ボタンを取り終わると同時ぐらいに家のチャイムが鳴った。男は服を着て不機嫌そうに玄関へ行った。私は今しかないと思い玄関の方へ走り出し外へと出ていった。男はかなり焦った様子だったが母親は私を止めようなどとはしなかった。逃げ出したのは良かったけれども行くあては一切なかった。警察にいってもまたあの地獄に戻されるだけだろう。私が途方に暮れていると知らないおじさんが声をかけてきた。

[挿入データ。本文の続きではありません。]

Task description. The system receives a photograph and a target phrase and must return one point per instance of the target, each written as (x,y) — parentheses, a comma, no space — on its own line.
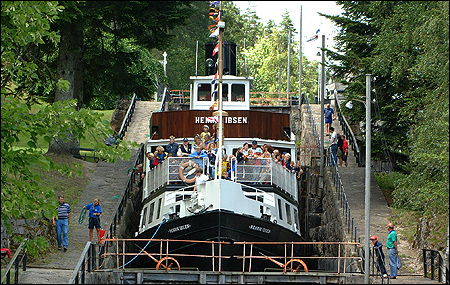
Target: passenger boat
(258,203)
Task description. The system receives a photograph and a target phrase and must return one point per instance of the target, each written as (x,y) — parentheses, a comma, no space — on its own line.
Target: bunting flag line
(315,37)
(216,49)
(215,33)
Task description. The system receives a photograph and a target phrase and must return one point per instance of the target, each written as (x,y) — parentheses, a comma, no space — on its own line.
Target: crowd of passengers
(205,146)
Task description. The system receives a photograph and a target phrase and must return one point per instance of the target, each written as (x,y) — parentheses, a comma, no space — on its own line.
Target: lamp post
(367,180)
(322,117)
(367,183)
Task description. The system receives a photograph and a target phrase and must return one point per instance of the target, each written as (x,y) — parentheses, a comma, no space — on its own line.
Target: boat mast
(220,26)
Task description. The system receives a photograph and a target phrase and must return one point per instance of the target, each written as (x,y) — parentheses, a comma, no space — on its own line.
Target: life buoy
(183,167)
(292,262)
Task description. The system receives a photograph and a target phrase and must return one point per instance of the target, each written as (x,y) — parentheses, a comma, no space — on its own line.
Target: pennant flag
(313,38)
(214,34)
(215,77)
(216,49)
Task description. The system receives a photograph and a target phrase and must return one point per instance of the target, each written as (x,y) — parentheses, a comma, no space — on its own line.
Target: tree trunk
(70,68)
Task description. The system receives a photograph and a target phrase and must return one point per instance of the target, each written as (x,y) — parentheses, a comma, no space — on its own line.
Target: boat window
(158,211)
(225,92)
(150,214)
(238,92)
(288,214)
(204,92)
(144,216)
(280,209)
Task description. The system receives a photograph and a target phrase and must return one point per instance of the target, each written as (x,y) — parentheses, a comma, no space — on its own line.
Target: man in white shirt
(200,178)
(333,147)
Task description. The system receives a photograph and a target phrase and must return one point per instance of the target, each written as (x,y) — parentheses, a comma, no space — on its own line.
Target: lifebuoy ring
(181,171)
(167,266)
(292,262)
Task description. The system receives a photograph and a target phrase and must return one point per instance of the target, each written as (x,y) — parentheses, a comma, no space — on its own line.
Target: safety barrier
(166,260)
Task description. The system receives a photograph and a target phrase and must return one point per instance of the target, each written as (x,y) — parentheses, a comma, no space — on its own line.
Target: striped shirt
(63,211)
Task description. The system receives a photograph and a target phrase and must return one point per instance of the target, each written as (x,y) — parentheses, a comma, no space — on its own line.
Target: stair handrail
(127,119)
(348,133)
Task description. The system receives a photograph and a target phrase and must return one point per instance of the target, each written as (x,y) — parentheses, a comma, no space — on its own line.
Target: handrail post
(432,263)
(425,269)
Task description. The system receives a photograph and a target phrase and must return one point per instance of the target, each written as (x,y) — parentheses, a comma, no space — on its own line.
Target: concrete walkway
(137,130)
(353,180)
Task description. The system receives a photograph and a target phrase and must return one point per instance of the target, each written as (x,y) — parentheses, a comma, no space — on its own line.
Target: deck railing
(253,170)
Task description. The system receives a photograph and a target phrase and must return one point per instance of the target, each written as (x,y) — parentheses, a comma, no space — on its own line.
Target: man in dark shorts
(329,117)
(94,218)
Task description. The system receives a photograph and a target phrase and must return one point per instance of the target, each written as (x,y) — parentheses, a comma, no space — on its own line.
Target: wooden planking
(187,123)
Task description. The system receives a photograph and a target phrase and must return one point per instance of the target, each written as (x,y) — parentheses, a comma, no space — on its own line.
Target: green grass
(84,143)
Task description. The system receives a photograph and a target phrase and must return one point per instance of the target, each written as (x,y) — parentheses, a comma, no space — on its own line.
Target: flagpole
(301,63)
(220,26)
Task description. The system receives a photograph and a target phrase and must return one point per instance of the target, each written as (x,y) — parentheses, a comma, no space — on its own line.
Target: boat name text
(179,228)
(258,228)
(227,120)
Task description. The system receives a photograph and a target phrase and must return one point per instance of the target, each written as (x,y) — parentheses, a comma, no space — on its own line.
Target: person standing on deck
(94,217)
(172,147)
(391,244)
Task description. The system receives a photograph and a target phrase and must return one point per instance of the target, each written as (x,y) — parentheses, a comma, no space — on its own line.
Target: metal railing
(16,261)
(349,134)
(346,212)
(165,255)
(127,119)
(435,262)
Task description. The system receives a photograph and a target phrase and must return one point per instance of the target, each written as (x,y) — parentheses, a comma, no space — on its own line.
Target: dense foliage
(404,45)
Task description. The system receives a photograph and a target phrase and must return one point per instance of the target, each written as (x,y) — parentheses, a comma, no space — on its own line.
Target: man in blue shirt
(172,147)
(391,244)
(94,218)
(378,249)
(329,117)
(62,223)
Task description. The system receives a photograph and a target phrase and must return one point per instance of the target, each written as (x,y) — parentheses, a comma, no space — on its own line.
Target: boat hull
(217,226)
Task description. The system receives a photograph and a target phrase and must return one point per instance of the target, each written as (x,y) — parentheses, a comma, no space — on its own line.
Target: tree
(404,45)
(139,23)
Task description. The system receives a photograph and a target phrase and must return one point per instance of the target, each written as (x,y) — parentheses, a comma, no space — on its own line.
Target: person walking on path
(391,244)
(333,147)
(329,117)
(378,248)
(95,211)
(62,223)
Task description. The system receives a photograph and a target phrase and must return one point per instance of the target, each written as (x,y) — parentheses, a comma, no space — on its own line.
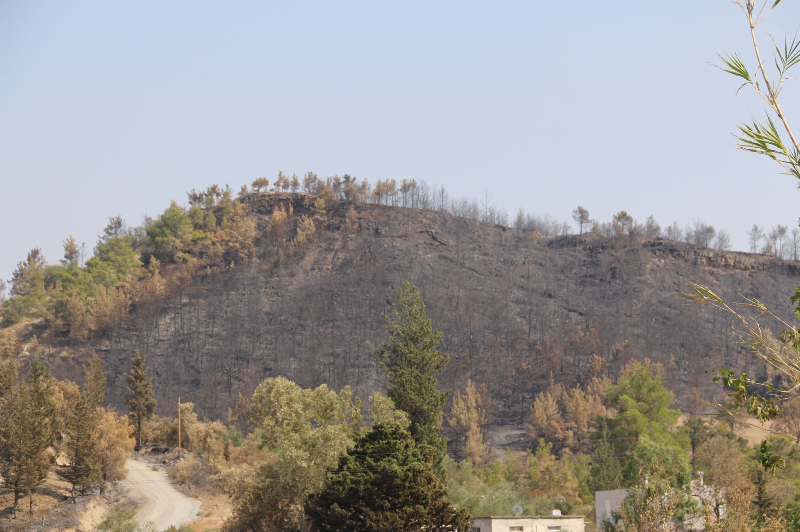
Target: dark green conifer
(139,398)
(412,363)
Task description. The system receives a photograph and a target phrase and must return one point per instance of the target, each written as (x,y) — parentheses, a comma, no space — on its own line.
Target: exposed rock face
(514,309)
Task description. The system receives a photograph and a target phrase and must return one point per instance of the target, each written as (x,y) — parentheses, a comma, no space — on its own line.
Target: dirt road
(156,499)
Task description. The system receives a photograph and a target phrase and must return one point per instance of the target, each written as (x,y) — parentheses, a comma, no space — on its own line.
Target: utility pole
(179,425)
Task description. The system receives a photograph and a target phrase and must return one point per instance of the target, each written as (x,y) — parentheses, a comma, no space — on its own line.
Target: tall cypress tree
(139,398)
(82,446)
(86,467)
(94,382)
(412,363)
(27,429)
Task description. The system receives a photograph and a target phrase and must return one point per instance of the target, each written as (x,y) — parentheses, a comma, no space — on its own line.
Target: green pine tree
(412,363)
(385,483)
(27,429)
(139,398)
(82,447)
(606,470)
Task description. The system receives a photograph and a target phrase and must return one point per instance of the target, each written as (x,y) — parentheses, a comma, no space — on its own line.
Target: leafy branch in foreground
(764,138)
(782,353)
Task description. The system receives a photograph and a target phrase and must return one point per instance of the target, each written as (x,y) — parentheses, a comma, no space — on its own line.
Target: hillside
(515,308)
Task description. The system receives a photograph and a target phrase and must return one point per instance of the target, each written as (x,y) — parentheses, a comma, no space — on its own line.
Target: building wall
(567,523)
(606,502)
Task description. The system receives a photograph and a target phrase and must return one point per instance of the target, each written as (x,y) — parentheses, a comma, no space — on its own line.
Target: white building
(555,522)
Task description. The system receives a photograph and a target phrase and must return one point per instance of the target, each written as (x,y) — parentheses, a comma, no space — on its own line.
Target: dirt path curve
(157,501)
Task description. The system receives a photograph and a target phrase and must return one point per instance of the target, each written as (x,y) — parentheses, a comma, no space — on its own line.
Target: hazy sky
(115,108)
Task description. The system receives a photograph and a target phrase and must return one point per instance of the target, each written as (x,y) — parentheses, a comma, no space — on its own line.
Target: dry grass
(53,492)
(216,508)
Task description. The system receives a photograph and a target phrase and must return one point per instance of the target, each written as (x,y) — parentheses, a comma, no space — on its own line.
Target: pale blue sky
(113,108)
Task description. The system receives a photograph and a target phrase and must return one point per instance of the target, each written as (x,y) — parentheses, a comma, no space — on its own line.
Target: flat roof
(527,517)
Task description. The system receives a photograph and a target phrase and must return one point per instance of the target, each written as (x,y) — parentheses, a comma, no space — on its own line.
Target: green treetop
(384,484)
(412,363)
(139,398)
(643,406)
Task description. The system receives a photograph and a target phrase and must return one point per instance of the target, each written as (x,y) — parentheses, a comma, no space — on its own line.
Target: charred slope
(514,309)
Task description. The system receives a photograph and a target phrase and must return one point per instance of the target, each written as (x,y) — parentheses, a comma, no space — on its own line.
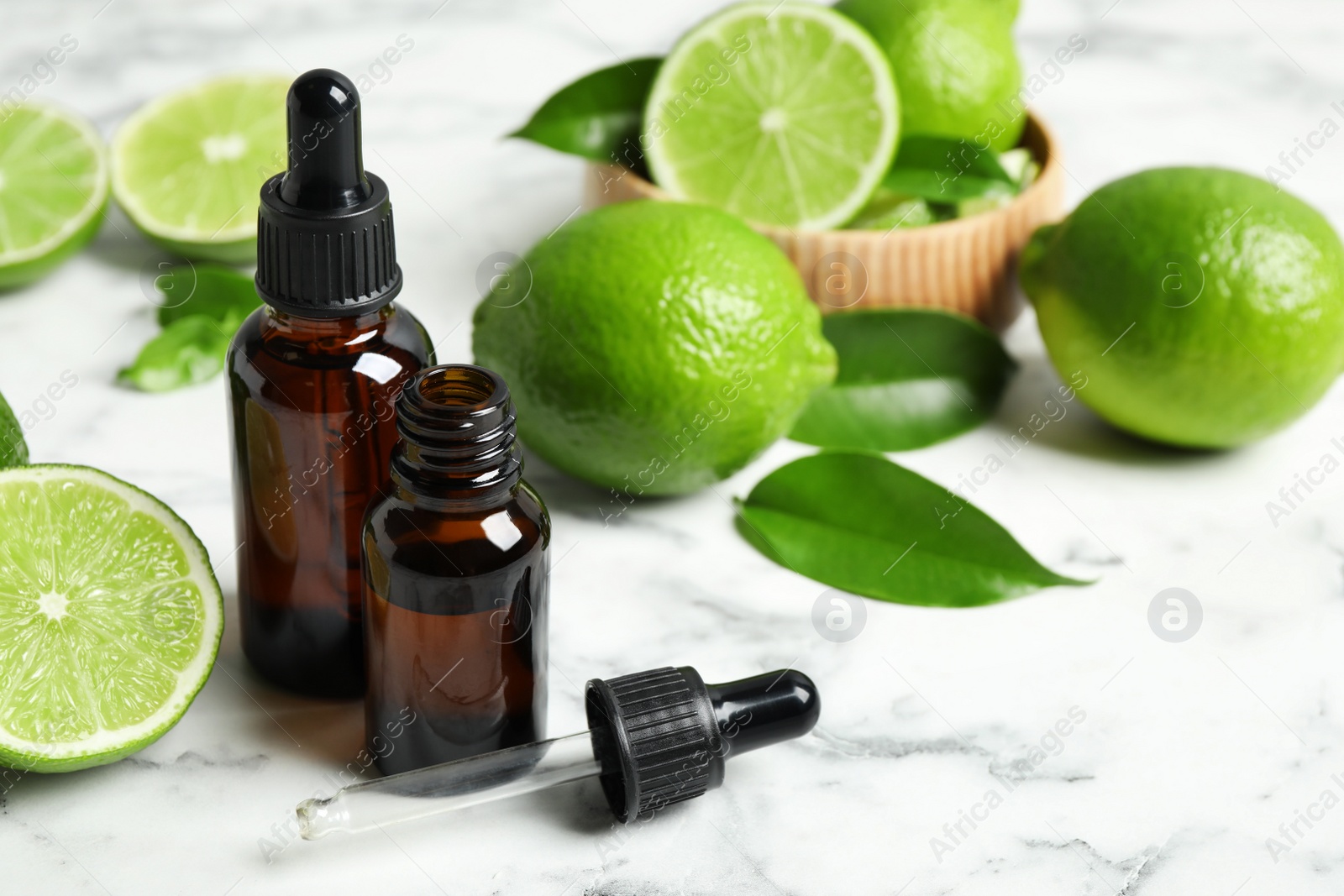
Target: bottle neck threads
(459,437)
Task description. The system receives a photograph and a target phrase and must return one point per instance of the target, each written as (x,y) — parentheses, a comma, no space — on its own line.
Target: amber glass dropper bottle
(313,378)
(456,580)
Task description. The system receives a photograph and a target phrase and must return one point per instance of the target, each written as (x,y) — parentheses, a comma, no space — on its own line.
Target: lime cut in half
(111,618)
(188,167)
(53,190)
(785,114)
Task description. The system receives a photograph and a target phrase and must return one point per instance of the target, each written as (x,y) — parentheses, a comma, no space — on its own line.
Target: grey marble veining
(1182,761)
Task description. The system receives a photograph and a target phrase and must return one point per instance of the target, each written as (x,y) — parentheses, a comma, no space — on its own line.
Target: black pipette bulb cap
(324,228)
(663,736)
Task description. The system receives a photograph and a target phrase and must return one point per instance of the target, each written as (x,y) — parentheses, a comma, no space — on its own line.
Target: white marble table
(1189,755)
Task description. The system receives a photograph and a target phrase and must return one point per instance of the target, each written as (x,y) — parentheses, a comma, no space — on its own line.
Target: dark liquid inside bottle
(312,430)
(456,580)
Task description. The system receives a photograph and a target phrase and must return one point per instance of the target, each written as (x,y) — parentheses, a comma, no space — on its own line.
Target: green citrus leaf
(867,526)
(13,448)
(598,114)
(188,351)
(214,291)
(907,378)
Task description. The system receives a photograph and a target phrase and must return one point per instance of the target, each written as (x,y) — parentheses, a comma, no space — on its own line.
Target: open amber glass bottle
(456,580)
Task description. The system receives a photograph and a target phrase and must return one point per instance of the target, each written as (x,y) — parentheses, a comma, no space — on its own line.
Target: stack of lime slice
(111,616)
(188,167)
(53,190)
(785,114)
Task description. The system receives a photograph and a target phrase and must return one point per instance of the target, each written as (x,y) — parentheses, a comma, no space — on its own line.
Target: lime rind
(112,614)
(92,188)
(192,114)
(828,157)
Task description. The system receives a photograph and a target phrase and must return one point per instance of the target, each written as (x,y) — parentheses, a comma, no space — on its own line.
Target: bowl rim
(1050,170)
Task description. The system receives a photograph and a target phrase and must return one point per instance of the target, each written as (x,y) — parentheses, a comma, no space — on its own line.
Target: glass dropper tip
(320,817)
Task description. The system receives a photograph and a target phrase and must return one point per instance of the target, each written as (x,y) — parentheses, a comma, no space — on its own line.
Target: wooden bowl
(964,265)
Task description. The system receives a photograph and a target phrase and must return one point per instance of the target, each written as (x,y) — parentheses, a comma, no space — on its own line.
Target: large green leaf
(215,291)
(907,378)
(188,351)
(598,116)
(866,526)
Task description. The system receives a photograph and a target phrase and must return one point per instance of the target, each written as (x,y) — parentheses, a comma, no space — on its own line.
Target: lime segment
(53,190)
(111,614)
(784,114)
(188,167)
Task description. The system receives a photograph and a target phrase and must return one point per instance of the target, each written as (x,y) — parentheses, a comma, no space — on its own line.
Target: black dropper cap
(662,736)
(324,228)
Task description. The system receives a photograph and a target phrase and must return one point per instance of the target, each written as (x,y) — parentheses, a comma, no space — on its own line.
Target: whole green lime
(654,347)
(1196,307)
(956,66)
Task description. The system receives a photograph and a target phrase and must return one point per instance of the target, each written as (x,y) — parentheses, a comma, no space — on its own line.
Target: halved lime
(53,190)
(111,618)
(188,167)
(783,114)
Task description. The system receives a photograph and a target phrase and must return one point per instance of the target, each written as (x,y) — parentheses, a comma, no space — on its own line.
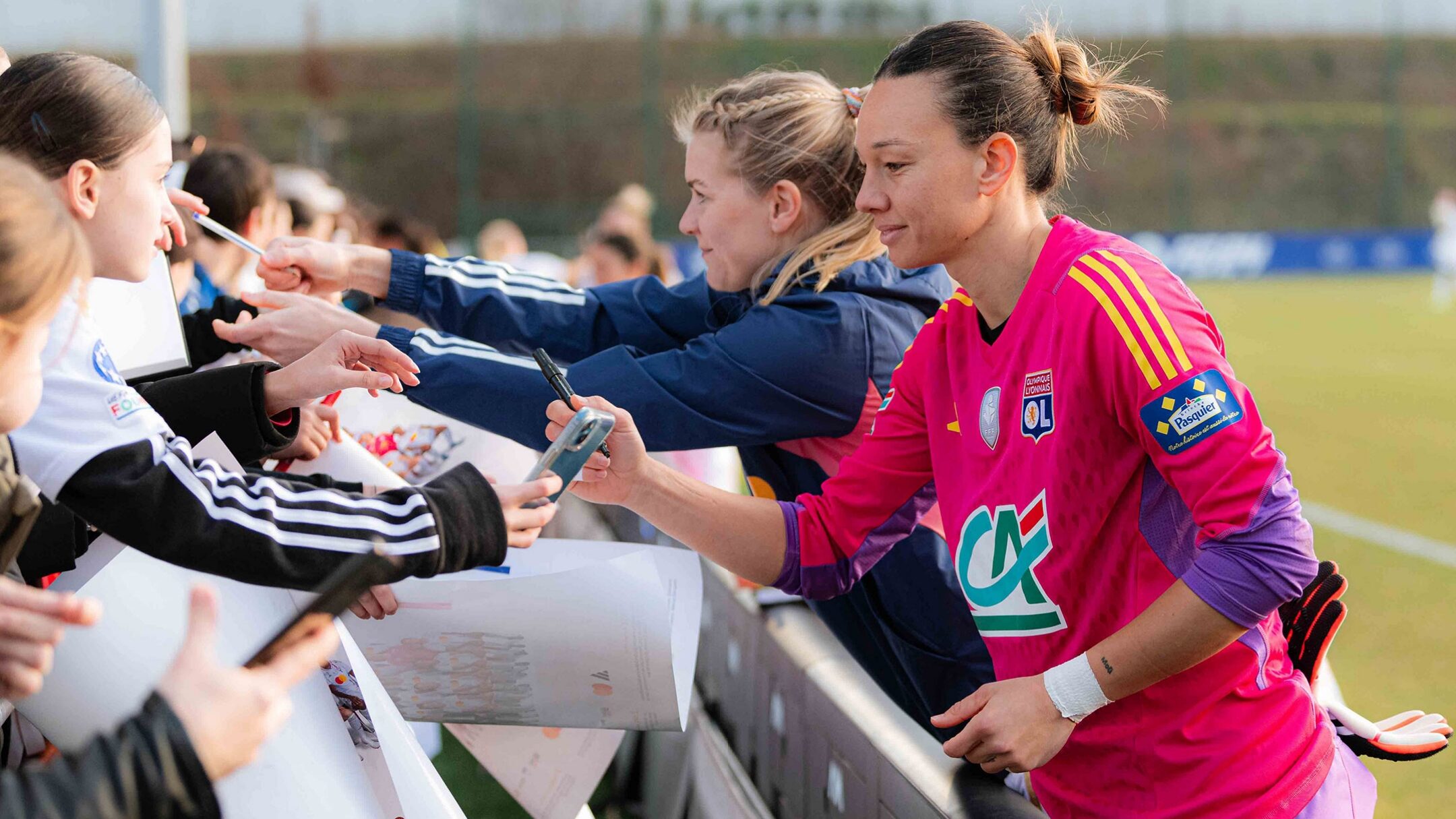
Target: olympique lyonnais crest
(1035,406)
(990,417)
(996,562)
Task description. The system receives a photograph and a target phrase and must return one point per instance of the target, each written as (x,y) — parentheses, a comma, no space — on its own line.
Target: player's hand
(1312,619)
(523,516)
(1012,726)
(32,621)
(342,362)
(317,425)
(229,712)
(290,326)
(296,264)
(376,604)
(1403,738)
(603,480)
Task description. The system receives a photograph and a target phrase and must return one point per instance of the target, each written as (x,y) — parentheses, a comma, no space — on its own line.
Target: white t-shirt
(86,407)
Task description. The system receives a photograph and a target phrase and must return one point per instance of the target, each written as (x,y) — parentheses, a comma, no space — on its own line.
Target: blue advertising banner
(1257,254)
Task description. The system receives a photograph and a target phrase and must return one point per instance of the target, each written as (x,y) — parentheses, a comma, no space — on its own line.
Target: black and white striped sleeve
(156,497)
(99,449)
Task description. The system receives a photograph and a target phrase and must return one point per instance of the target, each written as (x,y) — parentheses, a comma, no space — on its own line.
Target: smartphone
(570,452)
(342,586)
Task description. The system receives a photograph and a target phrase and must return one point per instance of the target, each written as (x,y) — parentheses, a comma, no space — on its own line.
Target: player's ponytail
(1041,91)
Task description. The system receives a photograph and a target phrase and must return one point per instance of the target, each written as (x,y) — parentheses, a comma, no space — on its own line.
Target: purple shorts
(1349,790)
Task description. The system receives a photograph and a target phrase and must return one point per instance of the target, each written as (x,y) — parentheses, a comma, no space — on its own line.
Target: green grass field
(1358,378)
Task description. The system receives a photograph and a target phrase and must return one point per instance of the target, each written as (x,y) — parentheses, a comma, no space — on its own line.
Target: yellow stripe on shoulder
(1118,322)
(1133,309)
(1152,305)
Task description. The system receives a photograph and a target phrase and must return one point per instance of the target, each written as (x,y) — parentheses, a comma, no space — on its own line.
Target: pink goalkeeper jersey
(1099,449)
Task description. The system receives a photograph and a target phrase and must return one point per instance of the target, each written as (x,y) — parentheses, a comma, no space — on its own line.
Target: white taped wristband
(1075,690)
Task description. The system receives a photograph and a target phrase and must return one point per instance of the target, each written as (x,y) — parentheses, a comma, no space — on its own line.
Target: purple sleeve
(789,574)
(1247,573)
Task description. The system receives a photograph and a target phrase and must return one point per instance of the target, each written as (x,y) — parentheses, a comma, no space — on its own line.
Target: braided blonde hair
(799,127)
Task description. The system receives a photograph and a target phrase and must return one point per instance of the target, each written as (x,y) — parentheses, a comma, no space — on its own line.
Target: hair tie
(1066,95)
(42,133)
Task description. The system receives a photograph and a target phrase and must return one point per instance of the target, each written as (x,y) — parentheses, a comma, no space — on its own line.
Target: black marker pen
(558,381)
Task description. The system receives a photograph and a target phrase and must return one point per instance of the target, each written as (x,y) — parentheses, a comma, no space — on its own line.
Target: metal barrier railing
(812,729)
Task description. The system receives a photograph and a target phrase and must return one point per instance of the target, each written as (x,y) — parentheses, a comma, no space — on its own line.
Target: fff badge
(1035,406)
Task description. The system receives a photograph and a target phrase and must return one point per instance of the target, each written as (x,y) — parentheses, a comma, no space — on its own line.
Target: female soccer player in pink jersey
(1122,520)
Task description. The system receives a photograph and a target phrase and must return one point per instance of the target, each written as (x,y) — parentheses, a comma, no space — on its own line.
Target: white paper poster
(570,634)
(104,673)
(551,772)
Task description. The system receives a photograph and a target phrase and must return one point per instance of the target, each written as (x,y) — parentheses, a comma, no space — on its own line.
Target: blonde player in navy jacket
(784,348)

「どうしたんだい。そんな着崩して。こんな時間に外にいるなんて危険だよ。」
おじさんが救世主に見えた。私は今にも泣き出しそうだった。
「私の家に来なさい。大丈夫怖かったね。」
何も言ってないけれど雰囲気で察したらしく私を家へと連れて行ってくれることとなった。でも、行った先は私の家だった。何が起こったのか分からなかった。おじさんは味方ではなかったのだろうか。
「お、おじさん、ここって。」
「あぁ私の家だよ。さぁ中に行こうか。」
私の腕を引っ張り無理矢理家の中へと入れられた。倒れながら玄関へと入ると、見下ろされている感覚があった。見上げるとそこには母親がいた。
「ありがと真司さん今度は楽しみにしててね。」
母親がおじさんにそういうとおじさんは外に出てどっか行ってしまった。
「ねぇ、さや。なんで逃げだしたの?なにか嫌なことでもあった?」
まるでペットを見るかのような目で見つめてくる。こういう時に反抗すると殴られるそんなのは分かりきった事だった。
「ごめんなさい。もう逃げません。」
「それなら良いの。次やったら。ね。」
母親は私にそう言って中へと入っていった。
どうして私はこんな目に遭わなくちゃいけないの。どうして私は愛してもらえないの。どうして坂田くんは愛されるの。どうして。どうして。私はなぜあの時泣いたのか気づいた。その日私は声を押し殺して泣き狂った。